The community in serfdom on a lord's estate was both by Saxon and Continental usage recruited from above and from below.

Free-men become serfs.

Free men from above, by voluntary arrangement with a lord, could and did descend into serfdom. The Saxon free tenant could, by free contract, arrange to take a yard-land, and if he were already provided with a homestead and oxen, he became a 'gafol-gelder,' or tributarius of his lord, without incurring the liability to the more servile 'week-work,' just as was the case when, under the Alamannic laws, free men made surrender of their holdings to the Abbey of St. Gall. In both cases, as we saw, week-work was added if the lord found the homestead and the outfit.

Slaves become serfs.

On the other hand, whenever a lord provided his slave with an outfit of oxen, and gave him a part in the ploughing, he rose out of slavery into serfdom.
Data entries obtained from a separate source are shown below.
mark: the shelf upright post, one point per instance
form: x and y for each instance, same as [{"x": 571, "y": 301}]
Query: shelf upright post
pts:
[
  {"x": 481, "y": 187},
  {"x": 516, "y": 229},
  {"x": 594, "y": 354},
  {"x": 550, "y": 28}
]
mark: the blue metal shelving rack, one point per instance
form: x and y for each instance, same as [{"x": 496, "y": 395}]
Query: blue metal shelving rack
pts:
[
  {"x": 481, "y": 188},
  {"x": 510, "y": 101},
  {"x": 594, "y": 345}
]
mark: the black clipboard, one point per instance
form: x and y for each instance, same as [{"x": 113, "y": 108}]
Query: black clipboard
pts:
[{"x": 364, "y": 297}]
To speak more correctly, he rose into that middle class of tenants who, by whatever name they were [p406] known at first, afterwards became confounded together in the ranks of mediæval serfdom.

Grades in serfdom during the period of transition.

'Tributarii,' 'coloni,' and 'liti.'

There were, in fact, grades in the community in serfdom not only like those of the Saxon geburs and cottiers, but also corresponding to the historical origin of the serfs. Thus, as we have seen in the 'Polyptique d'Irminon' and in many other cartularies and surveys of monastic estates, there are coloni and liti among the serfs, names bearing witness to the historical origin of the serfs, though the difference between them had all but vanished.

Slaves made into these.

The læts of the laws of Ethelbert.

There is a passage in the Ripuarian laws, 'If any one shall make his slave into a "tributarius," or a "litus," &c.' [626] The 'lidus' of the 'Lex Salica' was under a lordship, and classed with 'servi,' and by a legal process he could be set free.[627] We have noticed the passage in the Theodosian Code which speaks of 'coloni' and 'tributarii' on British estates, and also the mention by Ammianus Marcellinus of 'tributarii' in Britain. We have noticed also the three grades of 'læts,' the only class of tenants mentioned in the laws of Ethelbert.

Survivals of the period of transition in Britain.

Now, whatever doubt there might be as to what were the 'læts' on Kentish 'hams' and 'tuns' in the sixth century, if they stood alone as isolated phenomena; taken together with the 'tributarii' and 'coloni' and 'liti' on Continental manors, there can be hardly any doubt that they belonged to the same middle [p407] class of semi-servile tenants to which allusion has been made. Their presence on the manorial 'hams' and 'tuns' of England revealed in the earliest historical record after the Saxon Conquest, taken in connexion with the many other points brought together in this chapter, makes the inference very strong indeed that they, like the 'coloni,' 'tributarii,' and 'liti' on Continental manors, were a survival from that period of transition from Roman to German rule, during which the names of the various classes of semi-servile tenants, afterwards merged in the common status of mediæval serfdom, still preserved traces of their origin.